Li Feng-Min, Li Qian-Zhong
Laboratory of Theoretical Biophysics, Department of Physics, College of Sciences and Technology, Inner Mongolia University, Hohhot 010021, China.
Protein Pept Lett. 2008;15(6):612-6. doi: 10.2174/092986608784966930.

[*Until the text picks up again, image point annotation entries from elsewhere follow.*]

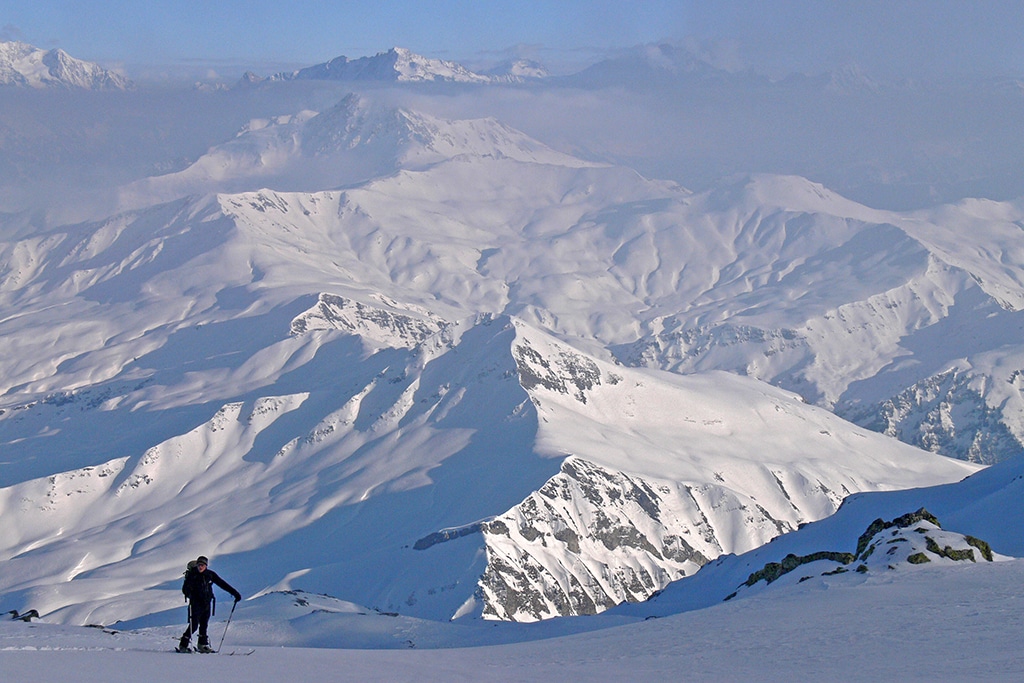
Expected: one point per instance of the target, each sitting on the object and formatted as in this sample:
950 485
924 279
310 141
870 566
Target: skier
198 589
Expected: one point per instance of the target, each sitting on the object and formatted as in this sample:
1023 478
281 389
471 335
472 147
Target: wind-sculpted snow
441 389
775 278
337 486
26 66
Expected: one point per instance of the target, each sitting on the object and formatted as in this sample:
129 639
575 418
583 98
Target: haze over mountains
431 365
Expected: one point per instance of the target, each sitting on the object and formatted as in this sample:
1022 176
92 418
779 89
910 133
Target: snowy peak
397 65
517 71
26 66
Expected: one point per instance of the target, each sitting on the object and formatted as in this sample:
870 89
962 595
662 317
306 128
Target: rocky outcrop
593 538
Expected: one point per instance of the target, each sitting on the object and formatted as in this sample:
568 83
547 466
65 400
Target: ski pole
226 625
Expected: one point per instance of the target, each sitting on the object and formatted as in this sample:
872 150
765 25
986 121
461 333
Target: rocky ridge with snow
455 370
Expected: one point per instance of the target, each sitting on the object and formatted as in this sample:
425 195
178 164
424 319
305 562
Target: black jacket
198 586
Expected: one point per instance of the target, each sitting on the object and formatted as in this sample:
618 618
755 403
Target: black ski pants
199 620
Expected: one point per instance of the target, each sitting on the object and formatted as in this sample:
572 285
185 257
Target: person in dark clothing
198 589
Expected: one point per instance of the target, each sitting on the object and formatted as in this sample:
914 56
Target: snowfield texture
23 65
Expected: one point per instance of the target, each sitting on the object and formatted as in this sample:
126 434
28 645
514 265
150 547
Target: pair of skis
189 650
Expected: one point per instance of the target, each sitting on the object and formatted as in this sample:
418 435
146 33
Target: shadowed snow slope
406 392
366 471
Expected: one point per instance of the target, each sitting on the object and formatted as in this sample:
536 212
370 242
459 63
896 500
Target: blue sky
887 38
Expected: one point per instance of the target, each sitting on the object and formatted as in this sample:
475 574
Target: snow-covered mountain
419 364
396 65
24 65
353 140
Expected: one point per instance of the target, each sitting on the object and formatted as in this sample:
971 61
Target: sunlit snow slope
392 375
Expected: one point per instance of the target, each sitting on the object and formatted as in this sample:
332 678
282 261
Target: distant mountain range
401 66
429 374
23 65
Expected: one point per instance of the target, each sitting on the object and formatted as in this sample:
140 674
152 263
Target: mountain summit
26 66
396 65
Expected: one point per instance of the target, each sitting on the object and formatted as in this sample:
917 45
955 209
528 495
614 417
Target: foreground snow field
950 624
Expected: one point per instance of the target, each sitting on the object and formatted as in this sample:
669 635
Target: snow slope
771 276
417 371
955 621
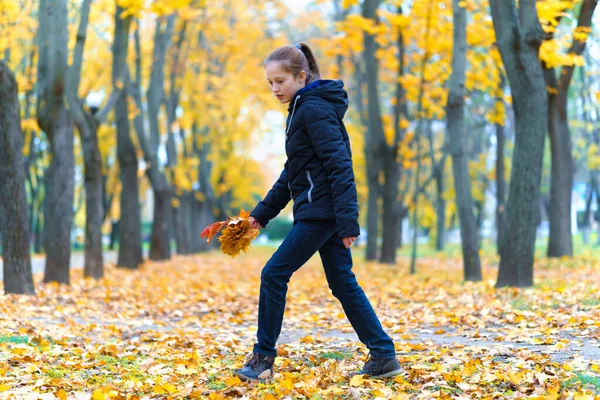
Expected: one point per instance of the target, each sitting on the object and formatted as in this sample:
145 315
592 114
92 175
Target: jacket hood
331 91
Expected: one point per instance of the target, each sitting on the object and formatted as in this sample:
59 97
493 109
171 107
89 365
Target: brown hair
295 59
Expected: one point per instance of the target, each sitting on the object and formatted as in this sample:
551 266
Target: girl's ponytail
313 72
295 59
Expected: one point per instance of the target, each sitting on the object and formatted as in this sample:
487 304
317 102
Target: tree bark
440 209
182 214
392 168
560 241
458 151
130 225
54 119
204 203
159 243
519 36
87 125
375 137
13 200
500 180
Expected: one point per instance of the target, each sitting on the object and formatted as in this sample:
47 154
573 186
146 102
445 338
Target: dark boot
258 367
381 367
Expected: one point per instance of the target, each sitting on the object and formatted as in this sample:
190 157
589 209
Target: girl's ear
302 76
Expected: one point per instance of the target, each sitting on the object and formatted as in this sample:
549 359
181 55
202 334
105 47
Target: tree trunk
88 131
160 247
203 215
94 263
390 209
375 137
440 209
114 234
204 201
130 225
53 118
13 200
458 151
392 168
181 218
560 241
519 36
500 180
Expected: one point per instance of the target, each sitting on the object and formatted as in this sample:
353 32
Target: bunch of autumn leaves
237 235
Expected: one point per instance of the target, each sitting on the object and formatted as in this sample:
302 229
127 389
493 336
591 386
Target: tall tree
159 242
560 241
87 124
13 200
458 147
375 136
519 35
54 119
500 179
130 226
181 207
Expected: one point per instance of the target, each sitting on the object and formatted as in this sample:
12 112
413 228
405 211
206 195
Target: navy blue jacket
318 173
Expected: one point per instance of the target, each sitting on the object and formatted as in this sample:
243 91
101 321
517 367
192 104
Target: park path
77 260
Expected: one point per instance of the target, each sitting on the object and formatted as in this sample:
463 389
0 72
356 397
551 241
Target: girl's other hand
255 224
348 241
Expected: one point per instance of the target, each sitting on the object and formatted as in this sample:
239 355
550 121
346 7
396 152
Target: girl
318 176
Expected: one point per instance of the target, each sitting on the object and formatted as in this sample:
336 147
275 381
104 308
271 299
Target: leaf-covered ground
178 329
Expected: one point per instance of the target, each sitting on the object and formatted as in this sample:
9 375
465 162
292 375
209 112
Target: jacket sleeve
275 201
325 133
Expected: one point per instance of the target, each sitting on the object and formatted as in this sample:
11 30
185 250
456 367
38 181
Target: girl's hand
255 224
348 241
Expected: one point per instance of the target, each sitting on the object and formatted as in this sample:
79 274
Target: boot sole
388 374
249 378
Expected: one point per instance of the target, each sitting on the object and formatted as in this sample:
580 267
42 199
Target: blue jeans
298 247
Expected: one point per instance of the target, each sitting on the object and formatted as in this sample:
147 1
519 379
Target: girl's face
283 84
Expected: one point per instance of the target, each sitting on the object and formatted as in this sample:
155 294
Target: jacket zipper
292 117
311 186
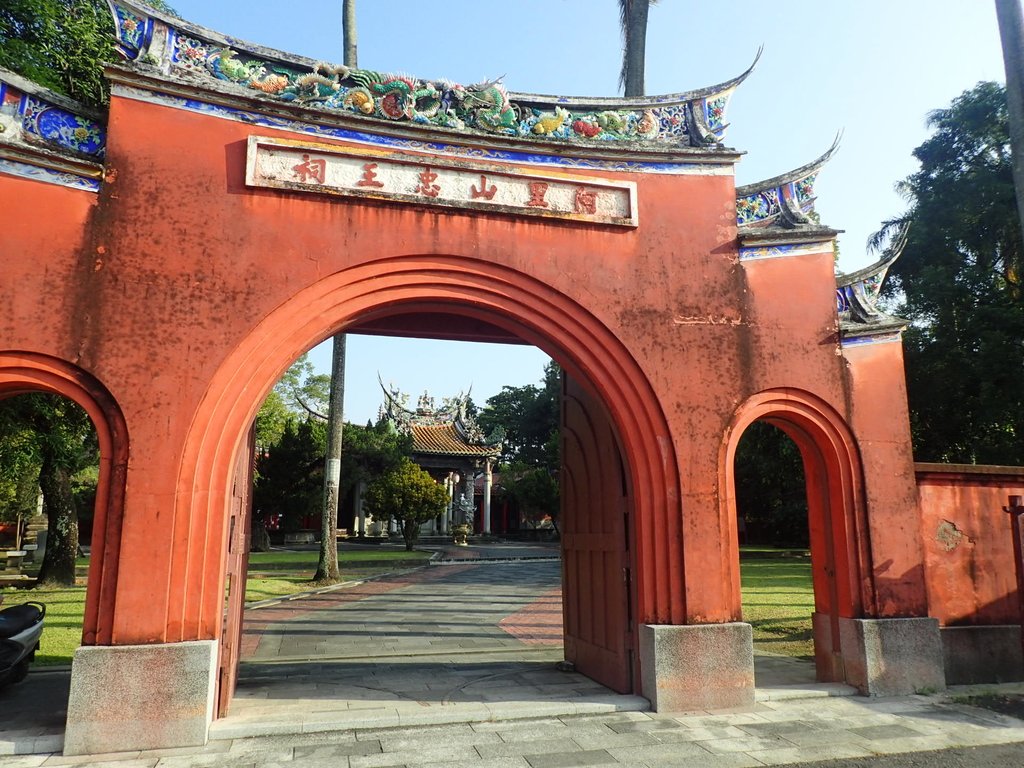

The location of a protein in a cell is closely correlated with its biological function. Based on the concept that the protein subcellular location is mainly determined by its amino acid and pseudo amino acid composition (PseAA), a new algorithm of increment of diversity combined with support vector machine is proposed to predict the protein subcellular location. The subcellular locations of plant and non-plant proteins are investigated by our method. The overall prediction accuracies in jackknife test are 88.3% for the eukaryotic plant proteins and 92.4% for the eukaryotic non-plant proteins, respectively. In order to estimate the effect of the sequence identity on predictive result, the proteins with sequence identity <or=40% are selected. The overall success rates of prediction are 86.2% and 92.3% for plant and non-plant proteins in jackknife test, respectively.
蛋白质在细胞中的位置与其生物学功能密切相关。基于蛋白质亚细胞定位主要由其氨基酸和伪氨基酸组成(PseAA)决定这一概念,提出了一种结合支持向量机的多样性增量新算法来预测蛋白质亚细胞定位。通过我们的方法研究了植物和非植物蛋白质的亚细胞定位。在留一法检验中,真核植物蛋白质的总体预测准确率分别为88.3%,真核非植物蛋白质的总体预测准确率为92.4%。为了评估序列同一性对预测结果的影响,选择了序列同一性≤40%的蛋白质。在留一法检验中,植物和非植物蛋白质的总体预测成功率分别为86.2%和92.3%。